Menteri Bintang menegaskan, merupakan tanggung jawab semua pihak mulai dari pemimpin hingga staf untuk bersatu padu memberi ruang terciptanya kesetaraan gender di tempat kerja dan bebas dari semua bentuk diskriminasi.
Hal itu, kata Menteri Bintang, dapat dimulai dari adanya komitmen, dan kemudian diimplementasikan pada kebijakan, program dan kegiatan sehingga tercipta lingkungan kerja yang aman dan nyaman bagi perempuan.
“Lingkungan kerja yang aman dan nyaman sangat dibutuhkan perempuan, tanpa adanya kekhawatiran terhadap perlakuan diskriminasi, kekerasan maupun pelecehan. Semua pihak perlu bahu membahu mencegah segala bentuk diskriminasi terhadap perempuan pekerja,” paparnya.

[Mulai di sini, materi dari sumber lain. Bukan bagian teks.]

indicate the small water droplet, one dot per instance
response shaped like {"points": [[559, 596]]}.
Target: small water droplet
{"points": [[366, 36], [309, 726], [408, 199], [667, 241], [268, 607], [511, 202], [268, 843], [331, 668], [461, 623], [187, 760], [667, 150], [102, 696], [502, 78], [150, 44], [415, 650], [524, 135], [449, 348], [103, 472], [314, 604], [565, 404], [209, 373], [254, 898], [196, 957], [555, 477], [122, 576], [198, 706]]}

Jangan memandang rendah perempuan pekerja di dunia kerja, kata dia, kesetaraan pun dapat tercipta jika tidak ada stigma negatif terhadap perempuan. Komitmen Indonesia dalam perlindungan hak perempuan, khususnya penghapusan segala bentuk diskriminasi terhadap perempuan, tertuang dalam Konstitusi dan berbagai Undang-Undang.
Perlindungan pada perempuan pekerja, kata dia, merupakan salah satu komitmen negara yang diamanatkan dalam Konvensi Penghapusan Segala Bentuk Diskriminasi terhadap Perempuan (CEDAW) dan telah diadopsi sebagai hukum Nasional melalui UU Nomor 7 Tahun 1984.
“Dengan demikian, Pemerintah Indonesia berkewajiban melakukan upaya untuk menjamin pemenuhan hak-hak perempuan, sebagaimana tercantum di dalam konvensi tersebut,” tutur Menteri Bintang yang juga istri Mantan Menteri Koperasi dan UKM AAGN Puspayoga.
Upaya untuk memajukan perlindungan pada perempuan pekerja juga diamanahkan dalam UU Nomor 13 Tahun 2003 tentang Ketenagakerjaan yang berhubungan dengan UU Nomor 11 Tahun 2020 tentang Cipta Kerja. “Kita perlu memperhatikan dan membangun kesadaran bersama akan arti penting hak dan kewajiban pekerja,” ujarnya.
Hal ini, kata dia, sesuai dengan amanat UU No 13 Tahun 2003 tentang Ketenagakerjaan, khususnya Pasal 5 dan 6 tentang larangan diskriminasi, serta Pasal 190 (1) yang berhubungan dengan UU Nomor 11 Tahun 2020 tentang adanya sanksi administrasi atas pelanggaran terhadap larangan diskriminasi pemerintah sesuai kewenangannya.
Adapun peraturan lain yang mengatur hal tersebut, yaitu UU Nomor 80 Tahun 1957 tentang pengesahan Konvensi ILO Nomor 100 terkait pengupahan yang sama antara laki-laki dan perempuan untuk pekerjaan yang sama nilainya.
Upaya perlindungan perempuan pekerja juga merupakan mandat konstitusi sebagai bentuk tanggung jawab negara dalam memenuhi hak-hak konstitusional, terutama terkait hak atas hidup; hak atas pekerjaan dan penghidupan yang layak; hak untuk bekerja dan mendapatkan imbalan serta perlakuan adil dan layak dalam hubungan kerja.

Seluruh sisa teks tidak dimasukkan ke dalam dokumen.